Sözcü gazetesinin haberine göre Pekkan, Müren’in 49 yıl önceki 36. yaş gününü hatırlayıp, ‘O gün çok heyecanlanmıştık. Semiramis (Pekkan) ile sabahtan hazırlık yaptık. Makyajımızı yapıp, giyinip, süslenip Zeki Müren’in Levent’teki evinin yolunu tuttuk. Tabii bizimle birlikte Neriman Köksal ve Perihan da geldiler. Pastalar, çaylar, danslar eşliğinde Zeki’nin 36’ncı yaşını kutladık. Çok güzel bir gündü. Ben Zeki’yi hiç o günkü kadar neşeli ve coşkulu görmemiştim. Keşke yaşasaydı, yine kutlasaydık’ dedi.

Süperstar, Sanat Güneşiyle ilgili şu ilginç anısını da paylaştı:

‘Müzikte inanılmaz bir mücadele verdiğim yıllardı. Aklım, fikrim ve kalbim hep Zeki Müren’deydi. Çünkü o dönemin müzikteki tek deviydi, rüyalarımın prensiydi. Anneme, ‘Bir gün ben Zeki Müren’in kadrosunda sahneye çıkacağım’ dediğimde annem gülmüştü. İki gün sonra Fahrettin Aslan beni aradı ve ‘Zeki Müren’in alt kadrosunda yer alacaksın’ dedi. O an çığlık atmamak için kendimi zor tutmuştum. En büyük rüyam gerçek olmuştu.’
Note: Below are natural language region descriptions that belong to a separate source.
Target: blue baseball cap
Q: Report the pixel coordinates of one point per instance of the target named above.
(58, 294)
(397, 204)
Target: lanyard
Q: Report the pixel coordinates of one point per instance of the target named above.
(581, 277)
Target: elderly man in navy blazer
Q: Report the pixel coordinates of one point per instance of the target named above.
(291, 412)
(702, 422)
Pekkan, 1966 yılında çekilen ‘Düğün Gecesi’ adlı filmde Türkan Şoray’la yaptığı kavgayı da anlattı:

‘Çok güzel bir filmdi. Türkan da ben de senaryo gereği Zeki’ye aşıktık. İkimiz de onun peşindeydik. Sonunda yollarımız kesişti. Ama gel gör ki, Zeki için kamera önünde birbirimize girdik. Bizi ayırmak da Zeki’ye düştü.’
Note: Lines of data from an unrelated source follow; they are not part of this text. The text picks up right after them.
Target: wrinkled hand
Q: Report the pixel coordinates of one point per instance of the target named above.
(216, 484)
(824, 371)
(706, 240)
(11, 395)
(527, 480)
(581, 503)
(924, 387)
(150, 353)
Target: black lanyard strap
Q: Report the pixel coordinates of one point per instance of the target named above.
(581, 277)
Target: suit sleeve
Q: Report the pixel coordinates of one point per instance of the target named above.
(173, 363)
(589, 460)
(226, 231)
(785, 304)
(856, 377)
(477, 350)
Pekkan, Zeki Müren’le gazino kadrolarına girdikten sonra sık sık objektifler önünde onunla öpüşerek poz vermişti. Pekkan, bu konuda da şu ifadelerde bulundu:

‘1966 sonbaharında, Zeki’nin kanatları altında Maksim Gazinosu’nda sahnelere adım attım. Yıllar yılı kulis odalarımız hep yan yanaydı. Arada ince bir duvar vardı. Her akşam duvarı tıklatırdı Zeki ve ‘Canım karıcım’ diye seslenirdi. Ben de hemen cevap verirdim: ‘Buyur güzel kocacığım…’ Bu diyalog ve objektifler önünde sık sık verdiğimiz öpücüklü pozlarımız gerçekte bizim uğurumuz olmuştu.’